Before long, he formed a formidable partnership with Godfrey Oboabona at the heart of the Nigeria defense, continuously being selected ahead of veteran Joseph Yobo as the Super Eagles stunned even themselves to win the 2013 African Nations Cup.
Only an inopportune injury to Oboabona broke up that partnership at the 2014 World Cup, allowing Yobo back in. But within the space of one year, Omeruo had played and won the African Nations Cup, played at the FIFA Confederations Cup and at the FIFA World Cup, all at just 20 years of age. The world looked nothing if not his oyster.
Until it wasn't.
A disastrous 2015 African Nations Cup qualifying campaign ended with the Super Eagles failing to qualify, a 2-2 draw at home against South Africa putting the final nail on their coffin. Omeruo endured one of the worst games of his career as he helped gift Bafana Bafana two goals.
But the defender's talent and ability was to be both his blessing and his curse.
Despite the fact that Omeruo was just recovering from a bout of malaria, the late Stephen Keshi - seeing his squad decimated by injuries - had no option but to throw the recovering defender into the fray alongside Azubike Egwuekwe. It proved to be a monumental failure of judgement.
That game marked the beginning of the player's decline. His confidence looked shot, and although he kept his place as a national team starter, doubts began to creep in among fans.

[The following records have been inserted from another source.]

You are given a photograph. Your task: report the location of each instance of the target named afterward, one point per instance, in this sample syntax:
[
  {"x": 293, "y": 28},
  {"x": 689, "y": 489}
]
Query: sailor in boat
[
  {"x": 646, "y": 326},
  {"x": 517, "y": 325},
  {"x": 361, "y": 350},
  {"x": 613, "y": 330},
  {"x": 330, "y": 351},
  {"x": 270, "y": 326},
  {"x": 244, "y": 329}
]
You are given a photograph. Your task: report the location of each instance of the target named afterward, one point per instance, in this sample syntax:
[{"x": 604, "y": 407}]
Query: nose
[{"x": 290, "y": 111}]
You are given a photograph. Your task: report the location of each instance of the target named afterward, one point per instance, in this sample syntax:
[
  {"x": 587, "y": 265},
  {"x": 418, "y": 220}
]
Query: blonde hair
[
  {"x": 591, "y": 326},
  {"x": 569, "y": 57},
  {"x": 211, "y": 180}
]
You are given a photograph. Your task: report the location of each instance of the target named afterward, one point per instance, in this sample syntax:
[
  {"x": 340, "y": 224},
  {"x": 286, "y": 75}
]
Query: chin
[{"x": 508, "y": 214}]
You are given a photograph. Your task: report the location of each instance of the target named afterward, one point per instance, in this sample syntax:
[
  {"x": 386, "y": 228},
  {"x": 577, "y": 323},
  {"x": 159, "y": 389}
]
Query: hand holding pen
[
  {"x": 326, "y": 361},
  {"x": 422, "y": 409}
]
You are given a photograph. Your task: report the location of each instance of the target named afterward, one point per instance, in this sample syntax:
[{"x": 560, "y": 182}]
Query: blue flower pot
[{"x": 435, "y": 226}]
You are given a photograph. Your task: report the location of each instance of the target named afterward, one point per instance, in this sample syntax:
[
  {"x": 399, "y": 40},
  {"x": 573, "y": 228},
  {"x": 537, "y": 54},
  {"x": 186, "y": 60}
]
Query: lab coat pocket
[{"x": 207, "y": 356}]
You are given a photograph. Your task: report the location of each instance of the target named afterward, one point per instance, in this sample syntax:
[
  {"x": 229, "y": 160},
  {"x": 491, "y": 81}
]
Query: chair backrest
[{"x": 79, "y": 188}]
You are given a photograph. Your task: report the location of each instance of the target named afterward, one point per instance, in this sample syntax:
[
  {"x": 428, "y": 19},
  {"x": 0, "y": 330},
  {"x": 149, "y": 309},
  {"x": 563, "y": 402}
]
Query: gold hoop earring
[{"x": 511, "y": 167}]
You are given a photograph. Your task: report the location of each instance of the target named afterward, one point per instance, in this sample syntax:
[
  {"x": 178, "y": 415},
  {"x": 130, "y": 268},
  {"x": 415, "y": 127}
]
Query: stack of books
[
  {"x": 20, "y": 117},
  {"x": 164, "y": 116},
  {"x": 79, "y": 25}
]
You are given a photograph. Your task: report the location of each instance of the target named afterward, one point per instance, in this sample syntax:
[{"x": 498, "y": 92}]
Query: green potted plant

When his mistake allowed the aging Collins Mbesuma to score against Nigeria in the opening game of these World Cup qualifiers, those doubts increased despite the Eagles bagging a valuable 2-1 road win.
He quickly plunged down the pecking order, to the point where Gernot Rohr decided to trust a young and inexperienced Chidozie Awaziem over Omeruo, who had over half a century of caps going in, against South Africa in another Nations Cup qualifier.
It marked the depth of Omeruo's international career, but worse was to come when Rohr first put him on standby, then let him out of the squad altogether at one point during qualifiers.
It looked for everything like Omeruo's international career was coming to an end. But the youngster is nothing if not a fighter, and fight he did.
This past season, after yet another loan move from his parent club Chelsea, this time to Kasimpasa in Turkey, he played more games and chalked up more minutes than at any other time in his career.
Rohr did not fail to take notice, and Omeruo earned himself consistent call-ups to the Nigeria squad. But between Troost-Ekong and Balogun, they had annexed the centreback partnership, forming what has now come to be known affectionately by Nigerian fans as the "Oyibo Wall".
The former cadet has been forced to work his way back up the ladder, and how he has.
Substitute performances in friendly games have shown not just his remarkable improvement, but a new confidence and determination to get back to the top, either as a two-man centreback pairing, or as the third of a back three.
His pace remains a useful asset, but his new composure and intelligent tackling have also played a part.
There will be groans and moans from fans and media to see his name on the start sheet if Balogun fails to make it.
But if he does get to start against Croatia, this will be Omeruo's chance - perhaps his last - to prove that cometh the hour, cometh the man. That he has matured into the defender everyone hoped he would be.
And that when the heat comes, he has skin thick enough to stay on the kitchen.